Vavilovskii Zhurnal Genetiki i Selektsii最新文献

Phenolic compounds constitute a significant group of secondary metabolites in barley grain and influence its technological qualities when used in brewing, feed production, and food manufacturing. Proanthocyanidins - polymeric flavonoids localized in the seed coat - play a particularly important role among them. These compounds are responsible for several production issues, such as colloidal haze in beer and browning of groats after heat treatment. Although proanthocyanidins possess health-beneficial properties based on their antioxidant activity, they can act as antinutritional factors due to their ability to bind proteins. In this regard, the breeding of barley varieties completely lacking proanthocyanidins in the grain was initiated, primarily for use in the brewing industry. Initially, it was assumed that their absence would not be critical for the plant, since wheat, corn, and rice varieties lacking proanthocyanidins in the grain had been identified. However, accumulated evidence indicates that proanthocyanidins perform important physiological functions: they contribute to the maintenance of seed dormancy, provide protection against fungal and bacterial pathogens and pests, and their absence negatively affects agronomic traits. For instance, proanthocyanidin-free barley mutants obtained through induced mutagenesis exhibit reduced productivity and pathogen resistance, an increased risk of pre-harvest sprouting, and deterioration of several technologically important properties.
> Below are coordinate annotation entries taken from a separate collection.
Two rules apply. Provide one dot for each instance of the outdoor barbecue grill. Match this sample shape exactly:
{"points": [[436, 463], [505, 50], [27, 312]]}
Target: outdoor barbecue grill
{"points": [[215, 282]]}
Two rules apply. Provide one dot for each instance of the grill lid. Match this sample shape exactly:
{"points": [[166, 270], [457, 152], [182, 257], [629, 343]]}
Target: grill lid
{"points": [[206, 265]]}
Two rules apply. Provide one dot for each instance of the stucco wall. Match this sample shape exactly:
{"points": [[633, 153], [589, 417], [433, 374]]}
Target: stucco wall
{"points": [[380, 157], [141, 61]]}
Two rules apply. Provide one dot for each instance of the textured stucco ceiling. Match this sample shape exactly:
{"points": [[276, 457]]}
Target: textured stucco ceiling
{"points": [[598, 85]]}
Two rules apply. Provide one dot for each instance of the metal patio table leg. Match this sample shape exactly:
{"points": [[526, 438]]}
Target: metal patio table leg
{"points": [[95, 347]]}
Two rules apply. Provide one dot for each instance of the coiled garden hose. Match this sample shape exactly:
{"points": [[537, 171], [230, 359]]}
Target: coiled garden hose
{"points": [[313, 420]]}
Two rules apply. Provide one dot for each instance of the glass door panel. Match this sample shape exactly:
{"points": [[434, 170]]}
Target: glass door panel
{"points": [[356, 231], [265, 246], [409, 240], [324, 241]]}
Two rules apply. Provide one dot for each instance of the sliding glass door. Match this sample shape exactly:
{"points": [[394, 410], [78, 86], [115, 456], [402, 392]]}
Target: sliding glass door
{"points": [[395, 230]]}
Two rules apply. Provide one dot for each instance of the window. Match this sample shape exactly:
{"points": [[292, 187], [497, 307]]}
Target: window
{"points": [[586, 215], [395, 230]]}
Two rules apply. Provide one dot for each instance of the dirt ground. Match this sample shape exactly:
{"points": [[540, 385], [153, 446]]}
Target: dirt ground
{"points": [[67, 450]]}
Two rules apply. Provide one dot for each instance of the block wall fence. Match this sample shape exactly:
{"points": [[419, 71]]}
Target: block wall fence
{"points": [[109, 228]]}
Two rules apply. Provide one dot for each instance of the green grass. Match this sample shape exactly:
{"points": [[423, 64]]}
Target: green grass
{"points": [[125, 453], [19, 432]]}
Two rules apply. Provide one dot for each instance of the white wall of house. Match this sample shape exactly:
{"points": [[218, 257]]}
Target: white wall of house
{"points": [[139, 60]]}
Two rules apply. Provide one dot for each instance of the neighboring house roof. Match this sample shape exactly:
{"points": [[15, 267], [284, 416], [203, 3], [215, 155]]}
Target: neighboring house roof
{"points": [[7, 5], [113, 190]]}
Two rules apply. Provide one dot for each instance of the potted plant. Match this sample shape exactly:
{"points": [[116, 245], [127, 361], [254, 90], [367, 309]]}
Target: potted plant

Nevertheless, these mutant lines are actively used in breeding programs to develop varieties for various purposes. This review aims to systematize and analyze global experience in breeding proanthocyanidin-free barley varieties, describing achieved results to identify the most successful approaches and define future research directions. The work examines challenges faced by breeders when using mutant lines, as well as strategies that have helped minimize negative side effects. It is demonstrated that through targeted crossing and optimal selection of mutant alleles, competitive varieties have been developed that combine the required technological qualities with satisfactory agronomic performance, meeting the demands of both the brewing and food industries.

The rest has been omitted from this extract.